High throughput indicates that the system can handle a large number of requests, while low throughput might indicate performance issues or bottlenecks.
2. Latency
Latency measures how long it takes for a system to respond to a request. It is often measured in milliseconds. In an e-commerce platform, important latency metrics might include:
- Page Load Time: The time it takes for a webpage to load after a user clicks a link.
- API Response Time: The time it takes for an API to respond to a request.
Low latency indicates that the system is responsive, while high latency might indicate performance issues that need to be addressed.
3. Errors
Errors track the number of failed requests or errors in the system. It is often measured as an error rate. In an e-commerce platform, important error metrics might include:
- Error Rate: The percentage of requests that result in errors.
- HTTP Status Codes: The number of requests that result in different HTTP status codes (e.g., 404 Not Found, 500 Internal Server Error).
A high error rate indicates that there are issues in the system that need to be fixed, while a low error rate indicates that the system is functioning well.
4. Capacity
Capacity measures the system’s ability to handle additional work.

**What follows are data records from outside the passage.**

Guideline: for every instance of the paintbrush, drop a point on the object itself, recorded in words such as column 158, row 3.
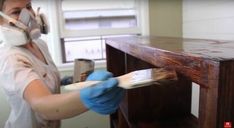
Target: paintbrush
column 134, row 79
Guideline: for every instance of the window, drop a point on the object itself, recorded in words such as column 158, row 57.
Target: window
column 84, row 25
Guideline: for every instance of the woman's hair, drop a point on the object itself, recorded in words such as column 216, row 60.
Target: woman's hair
column 1, row 4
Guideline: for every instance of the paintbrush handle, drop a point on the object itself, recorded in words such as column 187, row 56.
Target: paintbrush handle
column 133, row 79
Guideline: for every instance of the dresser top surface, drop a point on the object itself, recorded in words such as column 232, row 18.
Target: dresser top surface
column 217, row 50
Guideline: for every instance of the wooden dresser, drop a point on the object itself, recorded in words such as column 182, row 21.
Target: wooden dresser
column 209, row 63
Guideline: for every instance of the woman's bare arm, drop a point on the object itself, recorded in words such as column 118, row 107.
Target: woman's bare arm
column 53, row 106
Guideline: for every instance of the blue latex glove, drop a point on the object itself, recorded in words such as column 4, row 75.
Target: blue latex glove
column 99, row 75
column 104, row 97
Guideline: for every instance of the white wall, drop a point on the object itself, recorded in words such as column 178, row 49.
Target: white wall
column 207, row 19
column 212, row 19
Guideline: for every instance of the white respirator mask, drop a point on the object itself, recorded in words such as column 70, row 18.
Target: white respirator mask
column 28, row 27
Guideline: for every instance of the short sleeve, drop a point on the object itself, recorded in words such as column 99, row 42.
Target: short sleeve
column 16, row 74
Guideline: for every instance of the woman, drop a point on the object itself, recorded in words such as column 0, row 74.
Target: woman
column 30, row 79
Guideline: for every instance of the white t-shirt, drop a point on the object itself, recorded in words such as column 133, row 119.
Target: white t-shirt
column 19, row 67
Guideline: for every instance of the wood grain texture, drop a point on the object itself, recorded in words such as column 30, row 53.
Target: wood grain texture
column 210, row 63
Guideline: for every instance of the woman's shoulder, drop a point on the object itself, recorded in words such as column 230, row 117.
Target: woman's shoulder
column 12, row 53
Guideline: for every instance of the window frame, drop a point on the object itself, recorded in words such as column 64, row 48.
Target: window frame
column 55, row 19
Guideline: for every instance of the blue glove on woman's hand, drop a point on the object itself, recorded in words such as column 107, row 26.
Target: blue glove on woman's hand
column 104, row 97
column 99, row 75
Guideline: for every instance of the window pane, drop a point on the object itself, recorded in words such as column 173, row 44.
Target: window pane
column 83, row 48
column 71, row 5
column 78, row 20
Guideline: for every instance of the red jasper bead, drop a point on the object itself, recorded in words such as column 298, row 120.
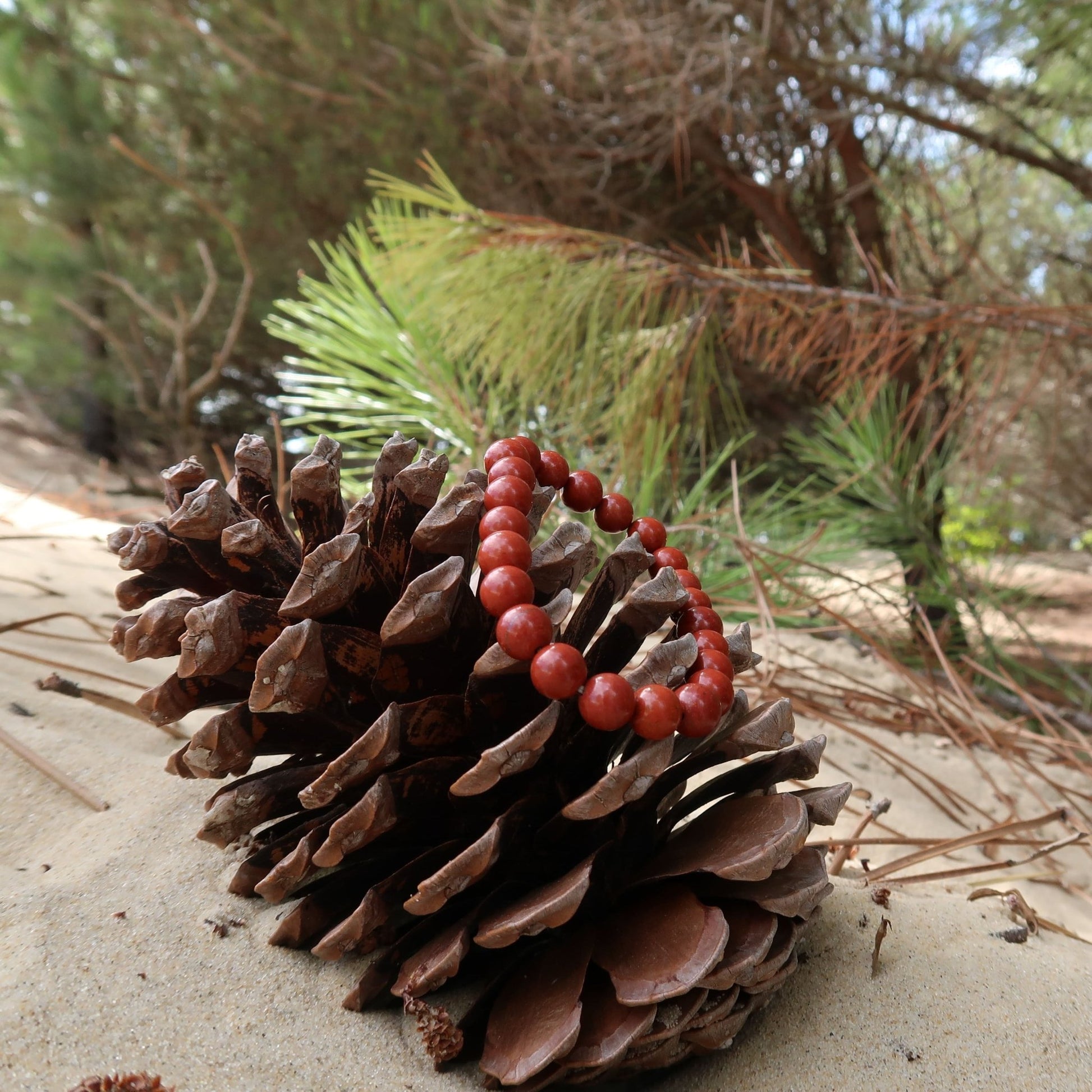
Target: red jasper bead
column 504, row 588
column 614, row 512
column 504, row 547
column 714, row 660
column 658, row 712
column 653, row 534
column 712, row 639
column 582, row 492
column 696, row 598
column 508, row 492
column 522, row 630
column 553, row 470
column 533, row 456
column 607, row 703
column 701, row 710
column 504, row 449
column 504, row 519
column 668, row 557
column 695, row 618
column 717, row 683
column 558, row 671
column 519, row 467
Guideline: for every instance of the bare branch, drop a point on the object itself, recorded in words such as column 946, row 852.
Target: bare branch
column 145, row 305
column 205, row 382
column 136, row 378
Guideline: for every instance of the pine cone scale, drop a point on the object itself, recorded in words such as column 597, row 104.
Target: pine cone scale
column 617, row 916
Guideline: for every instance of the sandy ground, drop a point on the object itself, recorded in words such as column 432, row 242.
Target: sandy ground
column 107, row 959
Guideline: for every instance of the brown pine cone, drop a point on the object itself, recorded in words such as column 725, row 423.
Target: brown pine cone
column 432, row 807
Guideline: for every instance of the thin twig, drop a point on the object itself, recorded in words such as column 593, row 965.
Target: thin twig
column 53, row 772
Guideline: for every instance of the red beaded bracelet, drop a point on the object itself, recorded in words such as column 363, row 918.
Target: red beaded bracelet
column 525, row 632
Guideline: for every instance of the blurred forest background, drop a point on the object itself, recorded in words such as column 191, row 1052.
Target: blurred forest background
column 842, row 246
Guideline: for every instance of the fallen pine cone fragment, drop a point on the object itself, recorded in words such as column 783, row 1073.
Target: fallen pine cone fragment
column 479, row 783
column 122, row 1082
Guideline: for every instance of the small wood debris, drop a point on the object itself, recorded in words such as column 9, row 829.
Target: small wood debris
column 443, row 1040
column 223, row 926
column 122, row 1082
column 880, row 934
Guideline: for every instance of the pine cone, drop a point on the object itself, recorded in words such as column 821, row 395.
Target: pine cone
column 434, row 807
column 122, row 1082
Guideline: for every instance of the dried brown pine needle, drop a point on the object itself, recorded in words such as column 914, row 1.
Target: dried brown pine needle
column 885, row 928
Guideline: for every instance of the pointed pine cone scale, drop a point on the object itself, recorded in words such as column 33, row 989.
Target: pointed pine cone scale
column 412, row 494
column 562, row 562
column 612, row 582
column 536, row 1016
column 546, row 908
column 792, row 891
column 518, row 753
column 426, row 608
column 397, row 456
column 495, row 661
column 661, row 945
column 470, row 866
column 316, row 495
column 175, row 697
column 244, row 805
column 224, row 631
column 644, row 612
column 254, row 486
column 253, row 548
column 181, row 480
column 154, row 634
column 799, row 763
column 327, row 580
column 825, row 804
column 624, row 783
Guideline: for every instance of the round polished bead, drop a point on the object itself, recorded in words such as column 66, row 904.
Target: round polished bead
column 558, row 671
column 533, row 456
column 712, row 639
column 518, row 467
column 652, row 533
column 504, row 449
column 714, row 660
column 582, row 492
column 614, row 513
column 658, row 712
column 522, row 630
column 695, row 618
column 607, row 703
column 504, row 519
column 717, row 683
column 504, row 547
column 553, row 470
column 701, row 710
column 504, row 588
column 668, row 557
column 508, row 492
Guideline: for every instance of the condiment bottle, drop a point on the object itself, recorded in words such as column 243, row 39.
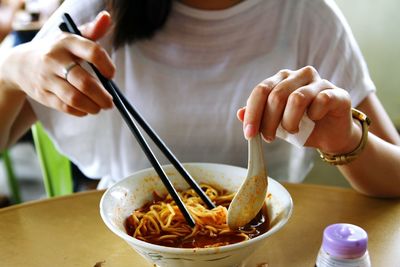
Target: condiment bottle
column 344, row 245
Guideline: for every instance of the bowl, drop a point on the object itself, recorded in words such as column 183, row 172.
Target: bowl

It is often measured in terms of resource usage and limits. In an e-commerce platform, important capacity metrics might include:
- CPU Utilization: The percentage of CPU resources being used.
- Memory Utilization: The percentage of memory resources being used.
- Disk Space Utilization: The percentage of disk space being used.
High capacity utilization indicates that the system is close to its limits, while low capacity utilization indicates that there is room for additional work.
In Summary
Observability is essential for maintaining the health and performance of complex software systems, such as an e-commerce platform. By understanding and using the four key data sources—Metrics, Events, Logs, and Traces—and the four golden signals—Throughput, Latency, Errors, and Capacity—engineers can gain deep insights into their systems. By adopting observability practices, we can ensure that the infrastructure and software we rely on every day remains reliable, fast, and effective.